Le jeune homme n’avait eu aucun mal
À reconnaître parmi les ravisseurs
Son propre cousin mué en monstre infernal
En tortionnaire pendant plus d'une heure.
*
Il sortait d'une salle de concert lyonnaise
Avec son petit ami. Ils étaient joyeux,
Festifs, insouciants, naïfs, à l'aise,
Si bien qu'ils firent ce que fait un couple heureux :
Ils se sont tendrement embrassés sur les lèvres.
Un homme a alors bondi et leur a soudain
Défoncé le crâne, et le visage, et les mains
Qu'ils brandissaient pour se protéger.
La violence fut telle, et la commotion cérébrale
Si douloureuse, que l'un des deux jeunes gens,
Perdit totalement la mémoire de ce triste événement,
Tandis que l'autre put en témoigner précisément.
C'est avec un gros sac rempli d'objets lourds en métal
Que furent portés ces coups de rage et de haine.
Imaginez un peu le désarroi total
De ces deux jeunes gens, leur douleur et leur peine.
*
C'était la fin de la nuit,
Place Stanislas à Nancy,
Une belle nuit d'avril,
Où, pour tuer l'ennui,
Il avait dansé jusqu'à l'aube,
Il s'était trémoussé sur les airs à la mode,
Sans se douter qu'au sortir de la boîte,
Plusieurs individus flânaient sans hâte.
Ils l'accostent, ils le frappent,
C'est un véritable passage à tabac,
Ils sont une dizaine, à cet endroit,
Acharnés sur lui, puis le laissent, inconscient, là.

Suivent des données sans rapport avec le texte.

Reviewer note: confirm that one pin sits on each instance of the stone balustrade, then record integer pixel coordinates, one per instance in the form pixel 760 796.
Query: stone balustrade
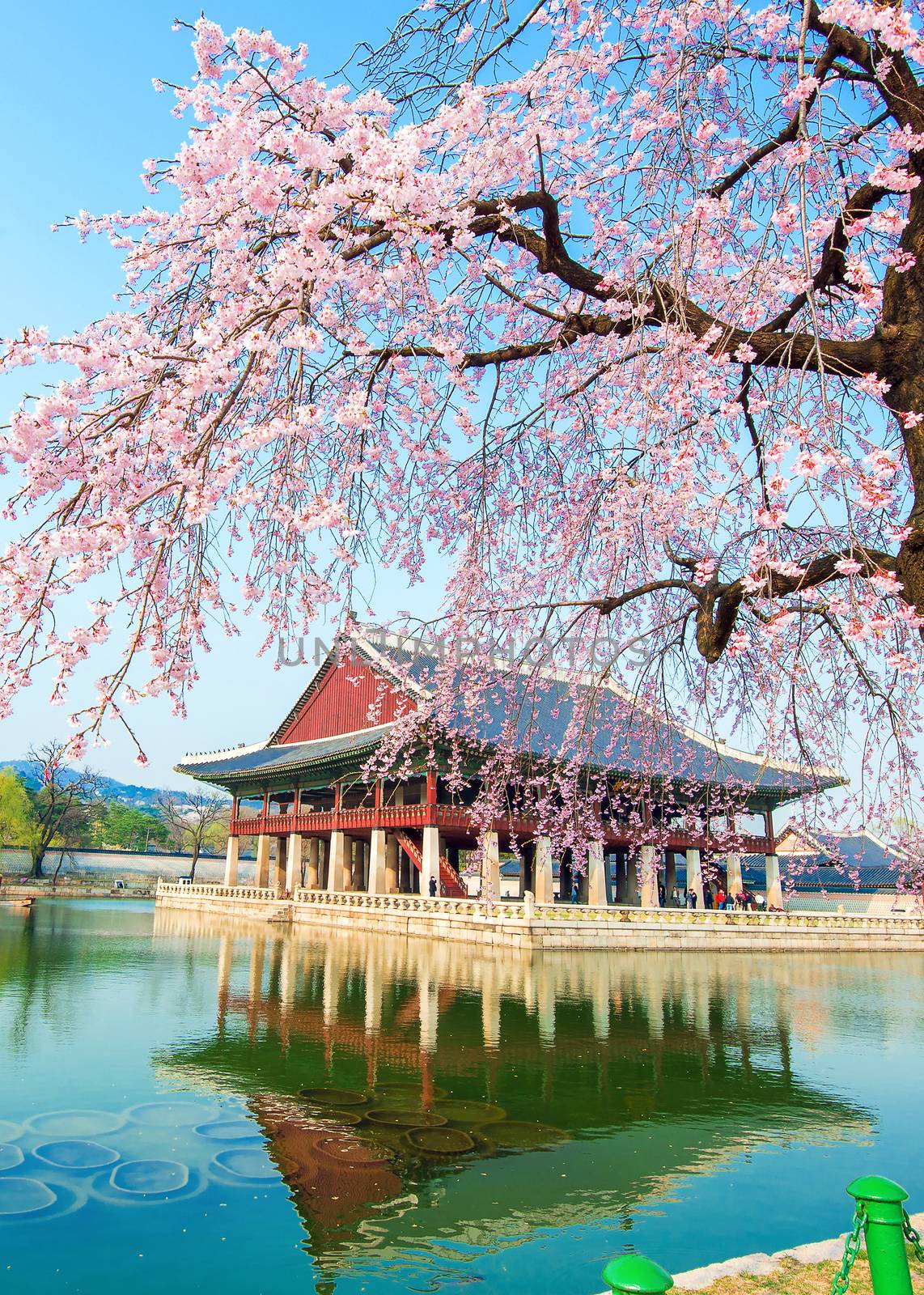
pixel 526 923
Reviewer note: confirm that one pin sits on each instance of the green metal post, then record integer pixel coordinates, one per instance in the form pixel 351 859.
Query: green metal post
pixel 882 1202
pixel 634 1275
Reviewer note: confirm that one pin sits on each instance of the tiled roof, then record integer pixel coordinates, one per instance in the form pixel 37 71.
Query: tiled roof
pixel 544 705
pixel 278 759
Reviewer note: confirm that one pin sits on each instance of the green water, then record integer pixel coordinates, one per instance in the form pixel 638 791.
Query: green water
pixel 497 1119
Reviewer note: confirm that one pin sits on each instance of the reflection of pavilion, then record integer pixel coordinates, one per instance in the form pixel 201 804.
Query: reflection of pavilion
pixel 668 1065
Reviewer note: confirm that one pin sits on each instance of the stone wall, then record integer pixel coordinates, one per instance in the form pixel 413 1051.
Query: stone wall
pixel 526 925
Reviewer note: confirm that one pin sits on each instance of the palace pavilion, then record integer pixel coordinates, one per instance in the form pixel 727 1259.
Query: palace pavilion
pixel 324 824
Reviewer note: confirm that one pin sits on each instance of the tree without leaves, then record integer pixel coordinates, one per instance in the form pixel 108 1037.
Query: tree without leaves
pixel 621 306
pixel 60 805
pixel 190 822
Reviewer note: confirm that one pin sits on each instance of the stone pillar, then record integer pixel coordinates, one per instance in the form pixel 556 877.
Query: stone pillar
pixel 632 881
pixel 734 881
pixel 232 860
pixel 338 863
pixel 430 865
pixel 695 876
pixel 669 877
pixel 621 865
pixel 313 874
pixel 392 863
pixel 597 877
pixel 261 867
pixel 566 877
pixel 354 864
pixel 650 897
pixel 377 864
pixel 542 878
pixel 280 864
pixel 774 887
pixel 490 867
pixel 294 863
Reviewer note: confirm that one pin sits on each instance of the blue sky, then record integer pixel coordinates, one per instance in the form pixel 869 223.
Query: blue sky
pixel 79 117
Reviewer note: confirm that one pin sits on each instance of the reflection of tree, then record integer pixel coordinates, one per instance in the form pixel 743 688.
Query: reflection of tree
pixel 624 1053
pixel 48 964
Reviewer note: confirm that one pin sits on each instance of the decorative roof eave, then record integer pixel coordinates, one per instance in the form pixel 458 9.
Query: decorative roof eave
pixel 362 647
pixel 820 772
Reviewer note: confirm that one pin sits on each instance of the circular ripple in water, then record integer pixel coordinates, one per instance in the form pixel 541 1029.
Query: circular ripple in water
pixel 9 1157
pixel 248 1163
pixel 75 1154
pixel 78 1124
pixel 23 1195
pixel 228 1131
pixel 170 1114
pixel 149 1178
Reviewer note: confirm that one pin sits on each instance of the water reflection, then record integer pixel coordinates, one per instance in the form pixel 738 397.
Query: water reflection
pixel 420 1091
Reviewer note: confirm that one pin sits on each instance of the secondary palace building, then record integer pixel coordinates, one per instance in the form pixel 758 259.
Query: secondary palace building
pixel 323 824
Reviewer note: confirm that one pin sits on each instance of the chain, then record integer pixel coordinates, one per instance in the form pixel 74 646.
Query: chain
pixel 913 1237
pixel 852 1247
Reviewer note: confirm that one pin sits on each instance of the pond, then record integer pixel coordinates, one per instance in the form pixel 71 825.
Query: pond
pixel 188 1101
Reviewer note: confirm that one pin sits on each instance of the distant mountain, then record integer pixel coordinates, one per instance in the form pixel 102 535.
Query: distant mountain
pixel 129 793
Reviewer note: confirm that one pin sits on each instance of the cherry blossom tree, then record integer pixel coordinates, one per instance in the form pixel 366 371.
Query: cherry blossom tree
pixel 617 304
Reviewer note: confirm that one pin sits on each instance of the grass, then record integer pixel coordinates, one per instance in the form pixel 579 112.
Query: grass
pixel 795 1279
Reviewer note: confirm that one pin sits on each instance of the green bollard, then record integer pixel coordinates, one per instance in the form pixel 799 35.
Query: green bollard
pixel 634 1275
pixel 883 1225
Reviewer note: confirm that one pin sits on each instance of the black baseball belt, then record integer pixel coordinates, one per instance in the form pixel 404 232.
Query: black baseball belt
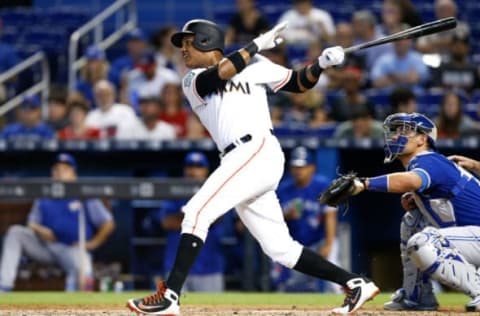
pixel 242 140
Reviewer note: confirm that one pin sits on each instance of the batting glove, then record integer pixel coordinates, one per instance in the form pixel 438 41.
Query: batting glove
pixel 271 38
pixel 331 56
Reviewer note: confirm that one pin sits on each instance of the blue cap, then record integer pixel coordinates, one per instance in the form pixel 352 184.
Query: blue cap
pixel 31 102
pixel 94 53
pixel 301 156
pixel 136 34
pixel 196 159
pixel 66 158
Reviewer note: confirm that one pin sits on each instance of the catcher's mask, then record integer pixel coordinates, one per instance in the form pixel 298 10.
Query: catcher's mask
pixel 207 35
pixel 399 127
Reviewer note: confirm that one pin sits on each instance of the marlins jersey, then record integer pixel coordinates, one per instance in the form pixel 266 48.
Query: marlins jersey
pixel 450 195
pixel 241 107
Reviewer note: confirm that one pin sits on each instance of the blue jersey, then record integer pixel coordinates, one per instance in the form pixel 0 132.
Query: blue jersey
pixel 210 260
pixel 449 195
pixel 309 228
pixel 62 216
pixel 18 131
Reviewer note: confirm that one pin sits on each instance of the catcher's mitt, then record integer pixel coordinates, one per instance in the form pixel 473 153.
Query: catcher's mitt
pixel 341 189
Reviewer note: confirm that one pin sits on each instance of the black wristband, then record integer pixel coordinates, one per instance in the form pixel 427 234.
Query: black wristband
pixel 251 48
pixel 304 80
pixel 315 69
pixel 237 60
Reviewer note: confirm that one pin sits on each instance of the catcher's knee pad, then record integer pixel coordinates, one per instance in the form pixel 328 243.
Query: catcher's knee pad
pixel 437 257
pixel 412 223
pixel 283 250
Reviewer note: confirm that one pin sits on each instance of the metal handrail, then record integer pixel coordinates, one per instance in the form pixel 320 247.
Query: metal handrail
pixel 42 86
pixel 96 24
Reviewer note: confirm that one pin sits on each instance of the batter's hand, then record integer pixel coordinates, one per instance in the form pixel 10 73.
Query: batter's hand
pixel 467 163
pixel 271 38
pixel 331 56
pixel 408 202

C'est à l'hôpital qu'il se réveillera,
Découvrant les ravages sur son corps meurtri,
Son visage tuméfié, sa dent cassée, ses côtes fêlées,
Ses trois fractures au bras droit.
*
Il s’était fait beau, un vendredi soir,
Le cœur plein de rêves et d’espoirs,
Il marchait d’un pas résolu,
Jusqu’au point de rendez-vous convenu.
Il pensait faire une belle rencontre,
Il lui avait parlé sur Grindr,
Il attendit longtemps, regardant sa montre,
Mais le bel étalon n’était pas à l’heure.
Soudain, quatre adolescents, quatre mineurs,
Surgirent pour lui dérober ses biens de valeur,
Il n’y avait jamais eu de bel étalon,
Il s’en voulut d’avoir mordu à l’hameçon.
Trop tard, le voilà frappé, violenté,
Ils lui arrachent son téléphone et sa dignité,
Et s’enfuient. Lui, abasourdi, se rend à l’hôpital
Mais ce n’est pas son corps qui a eu le plus mal.
*
Oh comme ces histoires se ressemblent
Tristement hélas, et ne changent
Que les lieux et les circonstances.
Il importe pourtant de les conter.
Voici donc qu’aujourd'hui encore en France
Être gay, bi, lesbienne ou trans,
Peut valoir d’être séquestré, battu, frappé,
Blessé, meurtri, tabassé, insulté.
Nous ne vous oublierons pas, chers frères,
Qui hier et aujourd'hui avez souffert,
Nous marcherons ensemble sous le même drapeau
Nous dirons que nous sommes fiers,
Et, unis, joyeux, forts, nous serons beaux.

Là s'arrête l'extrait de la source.